Saxen blessé, Ignis à terre, le jeune homme restait seul. Il enchaîna les attaques, fit reculer l'armure noire d'un pas. La moindre erreur, la moindre inattention signifierait la mort. L'épée ennemie mordit sa joue, chercha son abdomen. Les gardes noirs représentaient l'élite de Kalendor et Galaniel peinait à suivre.

Une seconde suffisait. Une seconde d'inattention, une seule erreur fatale. Mais son adversaire n'offrait rien qu'un rempart d'acier impénétrable, une défense forgée dans les épreuves. Pire, ses attaques, mordantes, incisives, cherchaient à le déstabiliser.

Un éclair de feu trancha les ténèbres, chercha l'homme de métal. D'un geste de la main, il dévia le projectile qui s'écrasa dans la boue.

Une demi-seconde.

Galaniel se précipita dans la brèche, la fissure, sa lame pointée vers le cœur noir.

Le garde interposa son bras gauche au dernier instant. L'acier mordit la chair sans pouvoir tuer. Presque par instinct, Galaniel recula d'un bond pour éviter la contre-attaque. L'arc de cercle métallique effleura ses yeux sans l'atteindre.

« Galaniel, attention ! »

La voix d'Ignis traversa la tempête. Par réflexe, Galaniel esquiva sur le côté, contra une nouvelle lame.
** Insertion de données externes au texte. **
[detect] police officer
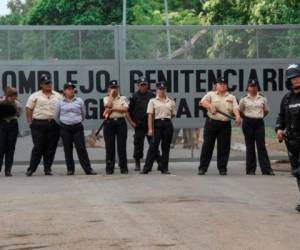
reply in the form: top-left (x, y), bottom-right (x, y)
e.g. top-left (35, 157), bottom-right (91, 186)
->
top-left (141, 82), bottom-right (176, 174)
top-left (26, 75), bottom-right (62, 176)
top-left (127, 77), bottom-right (160, 171)
top-left (275, 64), bottom-right (300, 212)
top-left (103, 80), bottom-right (128, 175)
top-left (239, 79), bottom-right (274, 175)
top-left (198, 78), bottom-right (241, 175)
top-left (56, 82), bottom-right (96, 175)
top-left (0, 87), bottom-right (22, 177)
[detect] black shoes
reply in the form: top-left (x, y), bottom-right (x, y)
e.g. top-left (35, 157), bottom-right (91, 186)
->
top-left (198, 169), bottom-right (206, 175)
top-left (140, 169), bottom-right (150, 174)
top-left (263, 170), bottom-right (275, 176)
top-left (26, 170), bottom-right (33, 177)
top-left (67, 170), bottom-right (74, 175)
top-left (85, 170), bottom-right (97, 175)
top-left (121, 169), bottom-right (128, 174)
top-left (134, 160), bottom-right (141, 171)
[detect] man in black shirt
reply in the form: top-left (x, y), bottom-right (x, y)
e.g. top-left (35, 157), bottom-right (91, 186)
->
top-left (275, 64), bottom-right (300, 212)
top-left (127, 77), bottom-right (160, 171)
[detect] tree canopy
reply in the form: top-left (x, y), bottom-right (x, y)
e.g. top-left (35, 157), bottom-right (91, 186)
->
top-left (0, 0), bottom-right (300, 25)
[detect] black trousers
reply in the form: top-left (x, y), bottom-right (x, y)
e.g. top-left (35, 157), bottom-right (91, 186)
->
top-left (242, 117), bottom-right (272, 174)
top-left (285, 138), bottom-right (300, 191)
top-left (199, 118), bottom-right (231, 172)
top-left (0, 119), bottom-right (19, 173)
top-left (60, 123), bottom-right (92, 173)
top-left (143, 119), bottom-right (174, 172)
top-left (133, 126), bottom-right (161, 164)
top-left (103, 118), bottom-right (128, 173)
top-left (27, 119), bottom-right (59, 172)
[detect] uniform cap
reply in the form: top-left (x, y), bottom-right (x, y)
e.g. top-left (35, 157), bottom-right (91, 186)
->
top-left (137, 77), bottom-right (149, 84)
top-left (108, 80), bottom-right (119, 88)
top-left (217, 77), bottom-right (228, 85)
top-left (4, 86), bottom-right (18, 97)
top-left (285, 64), bottom-right (300, 80)
top-left (64, 82), bottom-right (76, 90)
top-left (156, 82), bottom-right (166, 89)
top-left (247, 79), bottom-right (258, 87)
top-left (40, 75), bottom-right (51, 84)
Ils ne se battaient pas contre un seul homme, aussi formidable fût-il, mais une armée entière. Des cohortes de soldats prenaient d'assaut leur position, appuyées par des chars noirs.

Galaniel entrevit plusieurs fusils le mettre en joue, des canons se pointer dans sa direction. Le crépitement des balles couvrit jusqu'au tonnerre.

Ignis s'interposa. Les cheveux boueux, le visage maculé de sang, elle étendit une main parcourue de crépitements électriques. Les projectiles s'interrompirent dans leur course avant de retomber dans la boue.

« Saxen est blessé ! prévint Galaniel.

— J'ai vu. »

Elle se précipita sur le Shawnien à terre, posa les mains sur le corps étendu. Ses doigts irradièrent d'une lueur chaude, réconfortante.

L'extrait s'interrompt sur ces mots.